Let \(a\) and \(b\) be atoms in a finite Boolean algebra \(B\) such that \(a \neq b\). Then \(a \wedge b = O\).

Let \(B\) be a Boolean algebra and \(a, b \in B\). The following statements are equivalent.

\(a \preceq b\).

\(a \wedge b' = O\).

\(a' \vee b = I\).

Let \(B\) be a Boolean algebra and \(b\) and \(c\) be elements in \(B\) such that \(b \not\preceq c\). Then there exists an atom \(a \in B\) such that \(a \preceq b\) and \(a \not\preceq c\).

Let \(b \in B\) and \(a_1, \ldots, a_n\) be the atoms of \(B\) such that \(a_i \preceq b\).
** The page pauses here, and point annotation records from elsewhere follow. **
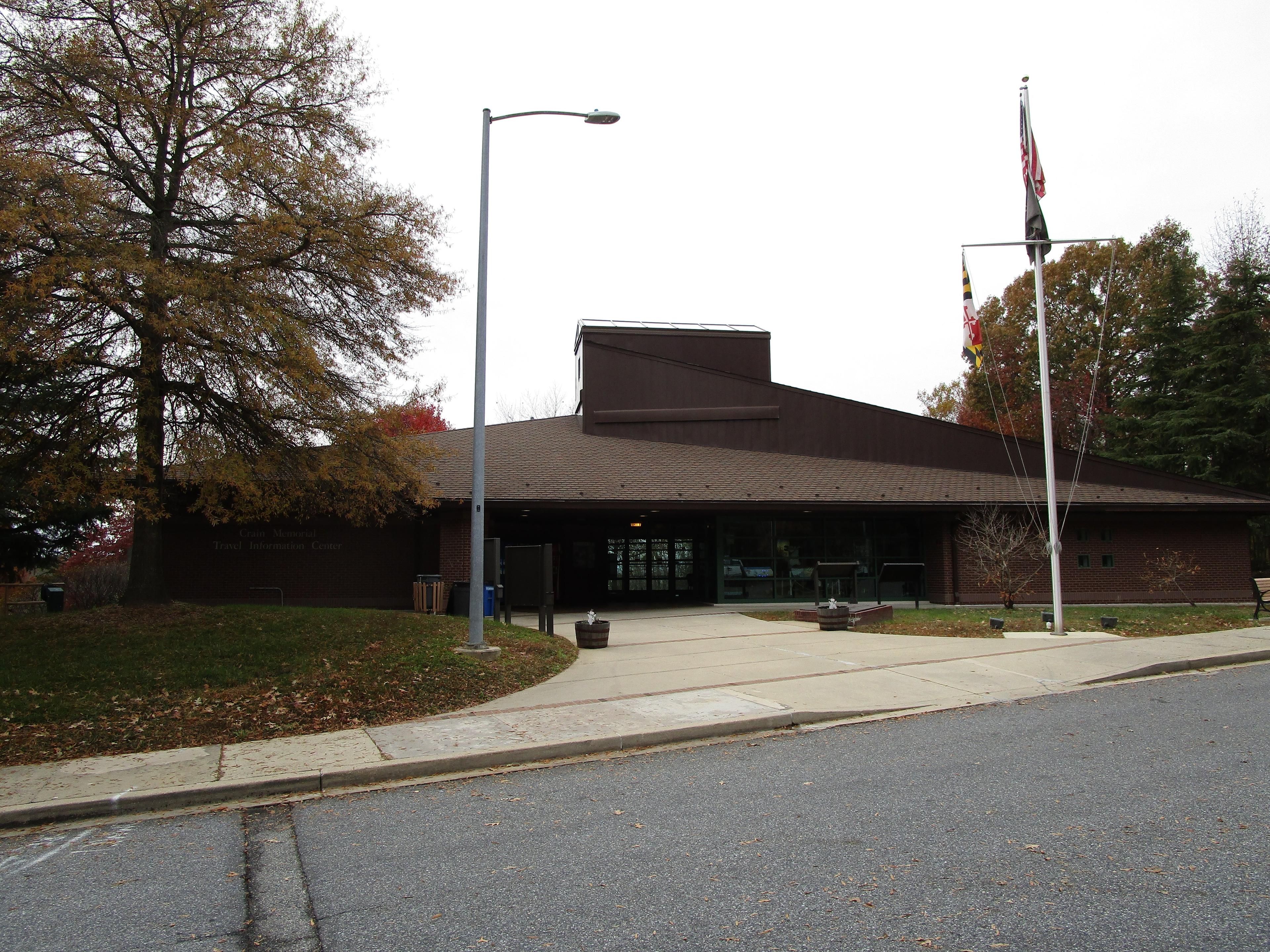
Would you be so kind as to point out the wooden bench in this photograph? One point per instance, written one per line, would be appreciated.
(1260, 592)
(32, 603)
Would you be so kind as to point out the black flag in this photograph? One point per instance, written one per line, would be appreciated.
(1034, 225)
(1034, 181)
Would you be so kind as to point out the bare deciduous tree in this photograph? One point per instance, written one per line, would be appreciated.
(534, 405)
(1008, 551)
(1166, 571)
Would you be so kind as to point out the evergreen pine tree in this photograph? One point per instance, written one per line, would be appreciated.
(1222, 420)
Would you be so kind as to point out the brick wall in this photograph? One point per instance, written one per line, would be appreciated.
(456, 547)
(938, 554)
(319, 563)
(1220, 544)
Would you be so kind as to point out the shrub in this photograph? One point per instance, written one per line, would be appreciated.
(92, 584)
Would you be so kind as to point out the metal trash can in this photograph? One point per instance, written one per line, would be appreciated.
(54, 597)
(427, 593)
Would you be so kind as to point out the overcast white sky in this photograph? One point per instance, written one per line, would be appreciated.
(811, 168)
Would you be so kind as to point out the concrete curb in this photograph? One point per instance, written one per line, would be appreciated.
(362, 776)
(369, 775)
(1184, 664)
(160, 799)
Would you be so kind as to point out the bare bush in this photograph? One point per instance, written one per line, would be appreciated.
(1008, 551)
(1167, 571)
(93, 584)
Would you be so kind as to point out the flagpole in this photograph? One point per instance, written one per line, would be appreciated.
(1056, 546)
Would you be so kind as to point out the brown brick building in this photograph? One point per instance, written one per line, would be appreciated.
(688, 474)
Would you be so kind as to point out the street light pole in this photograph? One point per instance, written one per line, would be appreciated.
(477, 577)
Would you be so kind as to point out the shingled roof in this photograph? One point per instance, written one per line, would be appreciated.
(554, 462)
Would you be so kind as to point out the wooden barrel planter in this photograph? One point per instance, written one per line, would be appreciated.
(833, 619)
(594, 635)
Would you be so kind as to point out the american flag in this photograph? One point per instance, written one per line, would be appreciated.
(1028, 146)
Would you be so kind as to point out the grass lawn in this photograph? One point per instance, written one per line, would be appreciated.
(117, 681)
(1136, 621)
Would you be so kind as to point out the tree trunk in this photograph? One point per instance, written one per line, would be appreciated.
(145, 568)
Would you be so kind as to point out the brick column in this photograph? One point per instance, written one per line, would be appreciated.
(455, 549)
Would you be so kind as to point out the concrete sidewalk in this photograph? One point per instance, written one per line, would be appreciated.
(665, 678)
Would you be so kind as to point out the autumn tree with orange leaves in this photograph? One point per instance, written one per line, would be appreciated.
(193, 238)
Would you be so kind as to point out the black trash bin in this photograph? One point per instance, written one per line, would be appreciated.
(54, 596)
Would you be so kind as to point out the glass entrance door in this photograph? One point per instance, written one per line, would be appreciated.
(653, 569)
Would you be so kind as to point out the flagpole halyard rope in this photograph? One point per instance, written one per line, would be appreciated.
(1094, 385)
(1025, 489)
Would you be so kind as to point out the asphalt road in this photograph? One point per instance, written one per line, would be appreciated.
(1127, 817)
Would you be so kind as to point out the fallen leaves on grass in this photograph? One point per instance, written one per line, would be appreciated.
(120, 681)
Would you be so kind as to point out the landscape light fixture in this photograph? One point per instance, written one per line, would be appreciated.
(477, 575)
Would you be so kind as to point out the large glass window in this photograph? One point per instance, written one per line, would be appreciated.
(774, 559)
(656, 567)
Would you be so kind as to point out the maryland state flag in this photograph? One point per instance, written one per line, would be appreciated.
(972, 336)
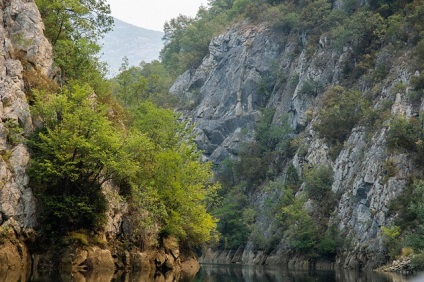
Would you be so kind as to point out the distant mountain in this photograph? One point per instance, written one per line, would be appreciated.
(138, 44)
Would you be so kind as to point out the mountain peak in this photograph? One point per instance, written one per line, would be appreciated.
(127, 40)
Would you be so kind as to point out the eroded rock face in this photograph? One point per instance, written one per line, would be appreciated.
(21, 41)
(249, 68)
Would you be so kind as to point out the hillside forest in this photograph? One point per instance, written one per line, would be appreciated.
(130, 132)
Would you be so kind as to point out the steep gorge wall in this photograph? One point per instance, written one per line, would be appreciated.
(21, 40)
(249, 68)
Then \(b = a_1 \vee \cdots \vee a_n\). Furthermore, if \(a, a_1, \ldots, a_n\) are atoms of \(B\) such that \(a \preceq b\), \(a_i \preceq b\), and \(b = a \vee a_1 \vee \cdots \vee a_n\), then \(a = a_i\) for some \(i = 1, \ldots, n\).

Let \(B\) be a finite Boolean algebra. Then there exists a set \(X\) such that \(B\) is isomorphic to \({\mathcal P}(X)\).

We leave the proof of the following corollary as an exercise.

The order of any finite Boolean algebra must be \(2^n\) for some positive integer \(n\).